Vinculin, an intracellular protein localized at specialized sites where microfilament bundles terminate at cell membranes

Vinculin, an intracellular protein localized at specialized sites where microfilament bundles terminate at cell membranes

B Geiger et al. Proc Natl Acad Sci U S A. 1980 Jul.

Abstract

As intracellular protein of 130,000 molecular weight was recently isolated in this laboratory from chicken gizzard smooth muscle.
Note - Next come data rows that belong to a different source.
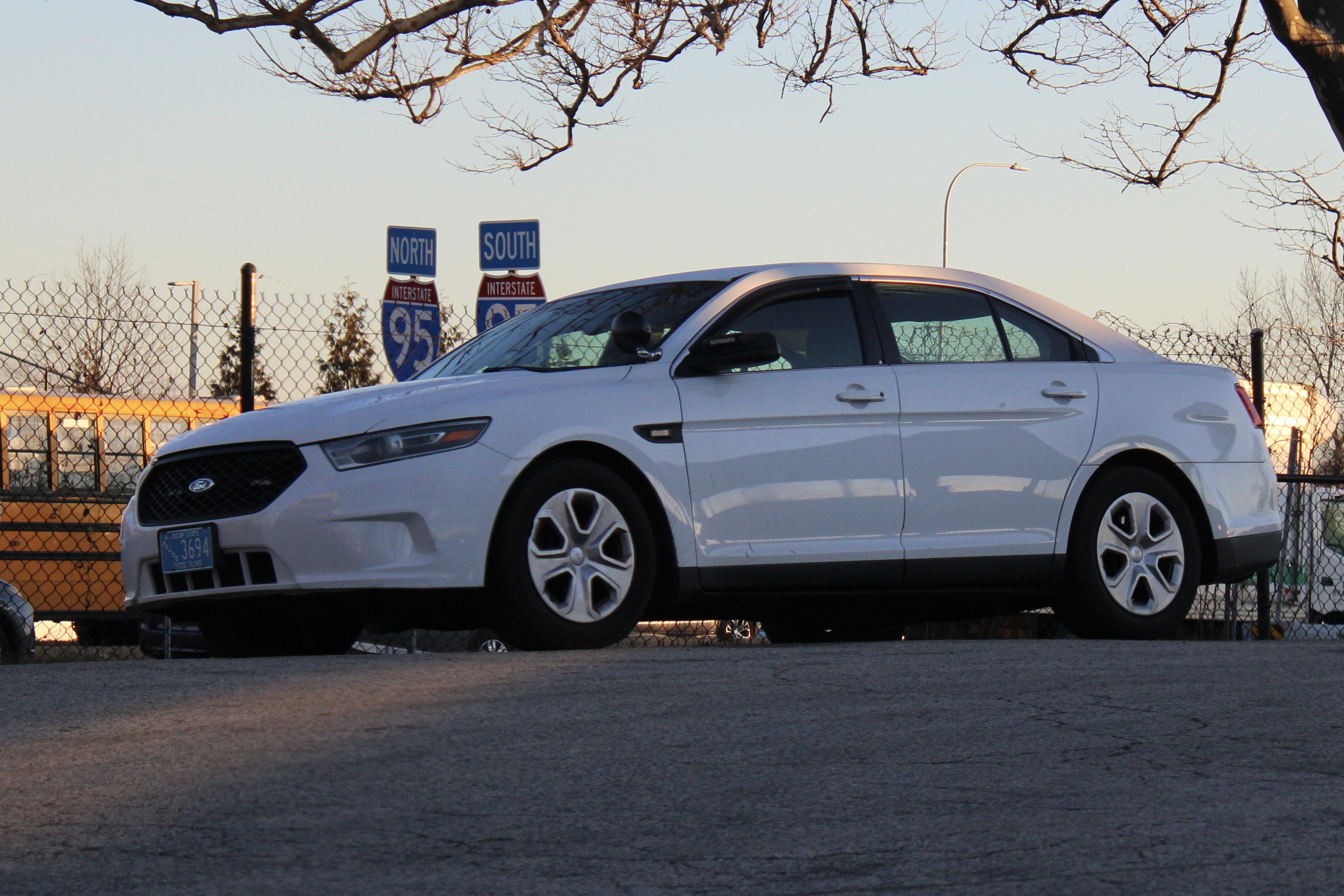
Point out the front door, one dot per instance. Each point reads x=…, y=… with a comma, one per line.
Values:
x=795, y=467
x=998, y=410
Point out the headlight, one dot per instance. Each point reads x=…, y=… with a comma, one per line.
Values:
x=409, y=441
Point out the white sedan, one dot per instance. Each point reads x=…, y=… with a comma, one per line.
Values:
x=831, y=449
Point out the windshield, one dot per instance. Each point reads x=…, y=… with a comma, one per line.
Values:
x=575, y=332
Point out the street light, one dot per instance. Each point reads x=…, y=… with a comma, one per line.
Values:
x=195, y=329
x=948, y=201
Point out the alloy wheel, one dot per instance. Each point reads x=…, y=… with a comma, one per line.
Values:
x=1140, y=554
x=581, y=555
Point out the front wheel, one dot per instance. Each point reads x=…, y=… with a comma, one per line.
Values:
x=1134, y=558
x=573, y=559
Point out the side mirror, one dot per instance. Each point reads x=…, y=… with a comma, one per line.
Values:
x=631, y=332
x=716, y=354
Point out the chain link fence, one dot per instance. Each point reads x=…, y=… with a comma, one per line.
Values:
x=93, y=378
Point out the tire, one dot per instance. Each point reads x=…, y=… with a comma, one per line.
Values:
x=249, y=634
x=10, y=653
x=573, y=559
x=736, y=631
x=1134, y=558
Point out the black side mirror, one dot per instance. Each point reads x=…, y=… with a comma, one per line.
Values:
x=631, y=332
x=716, y=354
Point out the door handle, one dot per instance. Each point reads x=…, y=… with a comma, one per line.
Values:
x=1060, y=390
x=858, y=394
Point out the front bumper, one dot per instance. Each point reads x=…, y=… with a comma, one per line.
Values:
x=1245, y=555
x=414, y=524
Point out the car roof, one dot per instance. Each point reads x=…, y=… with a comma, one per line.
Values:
x=1120, y=347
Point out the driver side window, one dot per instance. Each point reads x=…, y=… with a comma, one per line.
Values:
x=814, y=331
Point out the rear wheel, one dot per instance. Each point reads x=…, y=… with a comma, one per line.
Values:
x=573, y=559
x=1134, y=558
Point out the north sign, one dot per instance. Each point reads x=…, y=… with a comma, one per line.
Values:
x=412, y=252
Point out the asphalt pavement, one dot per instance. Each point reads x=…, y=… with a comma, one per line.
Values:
x=952, y=767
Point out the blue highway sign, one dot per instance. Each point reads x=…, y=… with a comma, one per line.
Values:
x=412, y=252
x=511, y=245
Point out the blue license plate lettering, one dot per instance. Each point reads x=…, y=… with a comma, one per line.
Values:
x=187, y=550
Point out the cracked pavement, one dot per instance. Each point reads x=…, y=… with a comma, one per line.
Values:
x=953, y=767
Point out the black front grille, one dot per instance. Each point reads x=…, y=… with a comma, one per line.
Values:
x=244, y=480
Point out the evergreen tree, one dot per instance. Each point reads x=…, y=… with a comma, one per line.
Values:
x=350, y=352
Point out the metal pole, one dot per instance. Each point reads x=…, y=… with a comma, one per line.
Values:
x=1258, y=400
x=195, y=334
x=248, y=339
x=947, y=202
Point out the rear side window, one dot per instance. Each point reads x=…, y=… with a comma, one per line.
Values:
x=939, y=324
x=1031, y=339
x=814, y=331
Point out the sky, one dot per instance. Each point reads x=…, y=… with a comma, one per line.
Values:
x=124, y=124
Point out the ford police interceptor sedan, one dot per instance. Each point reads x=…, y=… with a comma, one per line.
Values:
x=831, y=449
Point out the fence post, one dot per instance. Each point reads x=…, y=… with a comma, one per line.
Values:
x=248, y=339
x=1258, y=400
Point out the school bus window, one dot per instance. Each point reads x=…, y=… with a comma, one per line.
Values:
x=164, y=428
x=28, y=438
x=77, y=455
x=123, y=450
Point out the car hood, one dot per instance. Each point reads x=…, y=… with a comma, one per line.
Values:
x=374, y=407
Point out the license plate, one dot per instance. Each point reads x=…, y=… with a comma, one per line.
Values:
x=187, y=550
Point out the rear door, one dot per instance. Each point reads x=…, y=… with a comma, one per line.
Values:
x=795, y=467
x=998, y=410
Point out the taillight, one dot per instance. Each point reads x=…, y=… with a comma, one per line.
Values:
x=1251, y=407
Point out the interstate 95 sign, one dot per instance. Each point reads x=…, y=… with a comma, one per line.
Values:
x=412, y=326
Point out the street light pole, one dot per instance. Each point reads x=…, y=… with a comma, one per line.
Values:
x=947, y=202
x=195, y=329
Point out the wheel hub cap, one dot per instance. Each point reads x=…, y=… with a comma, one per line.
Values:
x=581, y=555
x=1140, y=554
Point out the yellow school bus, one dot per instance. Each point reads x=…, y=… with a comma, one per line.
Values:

By immunofluorescence observations of cultured chicken fibroblasts, it was shown to be concentrated on the ventral surfaces of the cells where they formed focal adhesions to the substratum [Geiger, B. (1979) Cell 18, 193-205]. Focal adhesions are sites where, inside the fibroblast, microfilament bundles are known to terminate at the cell membrane. The suggestion was made that this new protein (herein named "vinculin") might be involved in the linkage of the termini of microfilament bundles to membranes in various cell types. To explore this possibility, in the present study we examined several chicken tissues, including intestinal epithelium, gizzard smooth muscle, and cardiac striated muscle, by immunoelectron microscopic labeling for vinculin on ultrathin frozen sections of the specimens. In each case, the immunolabeling for vinculin was concentrated close to membrane sites where microfilament bundles terminate: at the zonula adherens in the junctional complex of the brush border of epithelial cells; at the membrane-associated sense plaques of smooth cells; and at the fascia adherens of the intercalated disk membranes of cardiac muscle cells. These results suggest therefore that vinculin may participate in the anchoring of microfilament bundles to specific membrane sites in various cells.